ESCREVER É SÉRIO
Mais uma vez me deparo com o olho pidão da página querendo assunto. O prazer da página é ser preenchida e não interessa com qual assunto. Toda página que chega à puberdade quer isso aqui e agora.
Aconteceu com uma página amiga minha. Estava ela com vontade de ser preenchida e perguntou ao assunto se ele poderia fazer o seu preenchimento. Ele, com muito respeito à mãe dela, salientou que era amigo da família e não ficava bem depositar assunto aleatório nas suas entrelinhas. Ela disse que estava carente, e quase se ajoelhou pedindo um pouco. Ele, como assunto pegador que era, fez o combinado. No outro dia a mãe dela brigou ao saber que sua filha, com cara de satisfeita, ficou relatando o quão era gostoso ser preenchida por aquele assunto embriagado.

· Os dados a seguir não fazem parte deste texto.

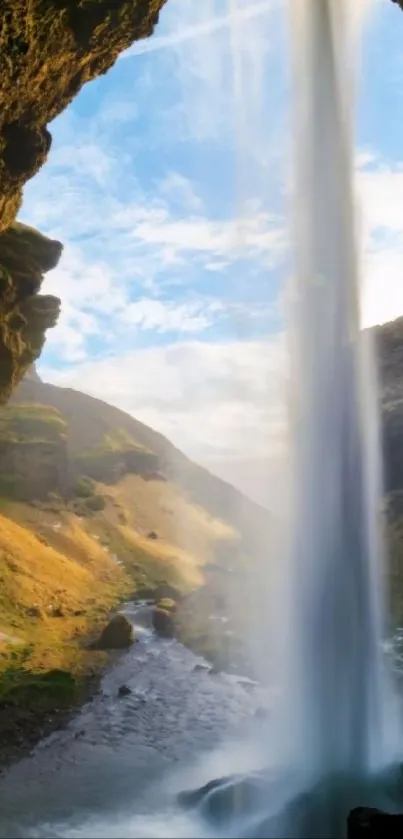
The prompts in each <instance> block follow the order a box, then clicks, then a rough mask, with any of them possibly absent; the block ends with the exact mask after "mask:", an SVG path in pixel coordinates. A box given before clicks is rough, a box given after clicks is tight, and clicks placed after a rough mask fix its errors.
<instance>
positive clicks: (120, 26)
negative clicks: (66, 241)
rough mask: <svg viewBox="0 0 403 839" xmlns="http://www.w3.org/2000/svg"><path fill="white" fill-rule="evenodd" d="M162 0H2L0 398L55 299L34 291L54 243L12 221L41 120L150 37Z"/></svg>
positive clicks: (56, 251) (0, 178) (46, 326)
mask: <svg viewBox="0 0 403 839" xmlns="http://www.w3.org/2000/svg"><path fill="white" fill-rule="evenodd" d="M164 2H165V0H0V404H3V403H4V402H7V400H8V398H9V396H10V394H11V392H12V391H13V390H14V388H15V387H16V385H17V384H18V383H19V381H20V380H21V379H22V377H23V375H24V373H25V371H26V370H27V369H28V367H29V366H30V365H31V364H32V362H33V361H35V359H36V358H37V357H38V356H39V355H40V352H41V350H42V347H43V344H44V341H45V333H46V330H47V329H48V328H49V327H51V326H54V325H55V323H56V321H57V318H58V314H59V307H60V301H59V300H58V299H57V298H55V297H52V296H50V295H39V293H38V292H39V290H40V286H41V283H42V279H43V275H44V273H45V272H46V271H49V270H51V269H52V268H54V267H55V265H56V264H57V262H58V259H59V257H60V254H61V250H62V245H61V244H60V242H55V241H52V240H51V239H47V238H46V237H45V236H41V234H40V233H38V232H37V231H34V230H32V229H31V228H27V227H25V226H24V225H20V224H17V223H15V218H16V215H17V213H18V210H19V208H20V205H21V200H22V190H23V187H24V184H25V183H26V182H27V181H28V180H29V179H30V178H32V176H33V175H35V174H36V172H38V170H39V169H40V167H41V166H42V165H43V163H44V162H45V160H46V157H47V154H48V152H49V149H50V146H51V141H52V138H51V134H50V132H49V130H48V128H47V124H48V123H49V122H51V121H52V120H53V119H54V118H55V117H56V116H58V114H60V113H61V111H63V110H64V108H66V106H67V105H68V104H69V103H70V102H71V100H72V99H73V97H74V96H75V95H76V94H77V93H78V91H79V90H80V89H81V87H82V86H83V85H84V84H85V83H86V82H88V81H90V80H91V79H94V78H96V77H97V76H99V75H101V74H102V73H106V71H107V70H108V69H109V68H110V67H111V66H112V65H113V64H114V63H115V61H116V59H117V57H118V56H119V54H120V53H121V52H123V51H124V50H125V49H127V48H128V47H129V46H130V45H131V44H132V43H133V41H135V40H137V39H139V38H145V37H147V36H149V35H151V33H152V31H153V29H154V26H155V24H156V23H157V21H158V15H159V11H160V9H161V8H162V6H163V5H164Z"/></svg>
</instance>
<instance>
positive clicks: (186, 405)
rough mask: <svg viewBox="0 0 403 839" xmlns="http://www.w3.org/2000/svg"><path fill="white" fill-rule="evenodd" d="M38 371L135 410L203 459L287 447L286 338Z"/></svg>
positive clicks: (248, 457)
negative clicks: (284, 341) (285, 382)
mask: <svg viewBox="0 0 403 839" xmlns="http://www.w3.org/2000/svg"><path fill="white" fill-rule="evenodd" d="M39 369H40V373H41V375H42V376H43V377H44V379H45V380H48V381H51V382H53V383H55V384H60V385H62V386H70V387H76V388H77V389H80V390H84V391H86V392H87V393H90V394H91V395H93V396H98V397H99V398H101V399H104V400H106V401H108V402H110V403H112V404H114V405H117V406H118V407H120V408H122V409H123V410H125V411H127V412H129V413H131V414H133V415H134V416H135V417H136V418H137V419H139V420H141V421H143V422H145V423H146V424H148V425H151V426H152V427H154V428H156V429H157V430H159V431H161V432H162V433H164V434H166V435H167V436H168V437H169V438H170V439H171V440H172V441H173V442H174V443H176V444H177V445H178V446H179V447H180V448H181V449H182V450H184V451H186V452H187V453H188V454H190V455H191V456H193V457H194V458H196V459H197V460H199V461H202V462H203V463H205V464H209V463H211V464H213V463H214V462H216V460H217V458H220V459H221V460H222V459H227V458H229V459H231V458H237V457H238V458H239V456H240V455H241V456H242V457H243V458H249V457H250V458H253V457H255V458H256V457H257V458H262V457H263V458H264V457H267V456H273V455H277V454H278V453H279V452H280V451H282V449H283V447H284V435H285V397H284V394H285V379H284V343H283V338H282V336H281V335H278V336H275V337H273V338H272V339H271V340H268V341H265V342H239V341H231V342H227V343H217V344H211V343H203V342H195V341H192V342H186V343H177V344H175V345H171V346H167V347H154V348H152V349H145V350H139V351H136V352H131V353H128V354H126V355H123V356H120V355H118V354H116V355H114V356H111V357H109V358H108V359H104V360H102V361H95V360H94V361H86V362H83V363H77V364H72V365H71V366H70V367H69V368H68V369H67V370H56V369H53V370H52V369H50V368H47V367H46V366H45V365H44V364H42V365H40V367H39Z"/></svg>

O pau rolou na estante. Os livros que moravam vizinho ficaram do lado da página mãe. Sua filha merecia coisa melhor. Aquele assunto sem assunto não era para sua filha limpa, lisinha e pura. Agora ela tinha que virar a página para apagar o que estava escrito. Nem revisão foi feito no que estava registrado. Preferiram usar mata borrão e corretivo para tentar limpar o desastre literário. O boato se espalhou na biblioteca. Todos os livros pegadores querendo conhecer a página oferecida. As canetas ficaram com ciúmes. Diziam que sem elas não era possível acontecer o que havia acontecido. Como foi registrado esse assunto se todas estavam dormindo? O índice foi chamado para agendar uma audiência. O marcador marcou o encontro para depois da leitura. No calor da discussão foi descoberto que o registro foi cometido por um lápis amigo do assunto. Os dois sempre foram vistos juntos para essas ocasiões. São verdadeiramente uma quadrilha manipulando as páginas que estão chegando ao ponto de serem escritas.
A sentença foi proferida e ficou decidido que aquele assunto seria banido para as ilhas do rascunho, e o lápis substituído pelo computador. Qualquer tema seria digitalizado sem interferência desses dois. A página que havia sido motivo da discussão literária ficou a ver letras. Seu anverso estava um pouco comprometido, mas dava para ser reutilizado. O seu verso continuava totalmente limpo. Eis que surgiu um outro assunto interessado em penetrar no verso. Casaram-se e foram felizes para sempre.